Jnaneshwari (Bhavartha Dipika)

by Ramchandra Keshav Bhagwat | 1954 | 284,137 words | ISBN-10: 8185208123 | ISBN-13: 9788185208121

This is verse 11.23 of the Jnaneshwari (Bhavartha-Dipika), the English translation of 13th-century Marathi commentary on the Bhagavad-Gita.—The Dnyaneshwari (Jnaneshwari) brings to light the deeper meaning of the Gita which represents the essence of the Vedic Religion. This is verse 23 of the chapter called Vishvarupa-darshana-yoga.

Verse 11.23:Beholding Thy prodigious Form with many mouths and eyes, O Thou of mighty arms, with many arms and thighs and feet, with many bellies, and gruesome with many Jaws, the worlds are in trepidation, and so also myself. (338)

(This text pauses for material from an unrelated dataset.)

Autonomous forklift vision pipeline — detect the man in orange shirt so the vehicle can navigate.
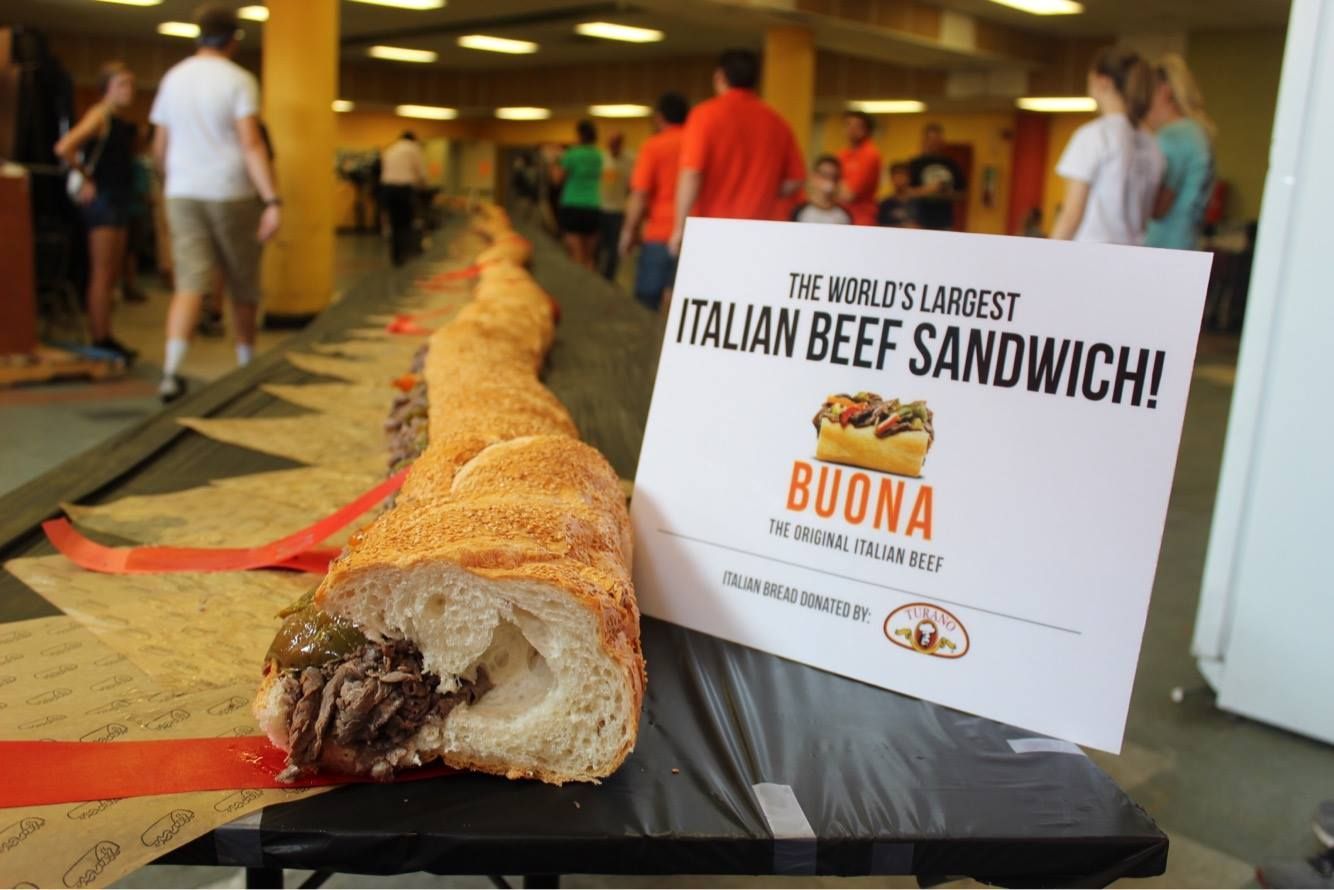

Commentary called Jnaneshwari by Jnaneshwar:

Good luck seems to have propitiously smiled on them with this vision for the eyes to feast on, by which the mind sights a new dawn of bliss in beholding thine unfathomed all-filling Presence. That Presence, pervading all the worlds, makes even the Gods awe-struck, and yet now the merest of mortals is blessed with a face to face Vision of it. One single Presence it is, and yet opens up with myriads of dreadful mouths, glances with many eyes, and wields weapons in countless arms. Bearing innumerable thighs, feet, and many bellies and different colours, savage vehemence seems to burst out from each single mouth, as if the wrathful Yama (God of death), at impending world-destruction, is hurling all round fire jets, or as if the destructive missiles of the world-destroying Rudras, are being flung on all sides, or as if, the bands of Bhairavas (inferior manifestations of God Shiva), are being rushed forward, or as if, guns of world-destroying power are hurling cannonballs for the carnage of all living creatures; in this wise, O Lord, these thy dreadful mouths are gaping on all around, and like the ferocious lions that are crammed out of their dens which cannot hold them thy teeth flashing their fury are sticking out of the mouth.

And these jaws in thy mouths: these have turned pitch-black with the blood of world-destruction and verily seem to be the very night-spirits and demons—that move out in the dark night of destruction in their wicked glee. And as if this is not enough, thy mouth is yawning that terror that spreads when the universal destroyer Time is out for a ravaging war, and envelopes all creations in destruction. The poor created universe in its entire variety, at the merest touch of thy vision, shrivels like the trees on the banks of the Jumna that were scorched by poison of Kaliya.

In this great ocean of thine all-pervading being that appears strewn with universal wrecks, the life of the created universe is verily like a tiny boat that is perpetually tossed and swung on the waves of agony and distress. Oh! Lord of Vaikuntha, pray do not tax me in wrath, not to bethink myself on the world’s agony, and to rest myself in the peaceful enjoyment of the meditation on thy divine all-pervading life. I am indeed offering, on behalf of the world, my prayers which are only a mask for my own helplessness with fright. I am praying for my own life. Meeting me face to face in all thine awful vision, thou hast brought me (both inside and outside) to an utterly pitiful plight, though I held even the world-destroying Rudra terror-stricken and have defied Death Himself. But the strangest of miracles, Oh Lord, is this All-pervading divine vision as it is named; it is yet the great destroyer (mahāmārī), and has with its awful dread foiled and baffled terror itself.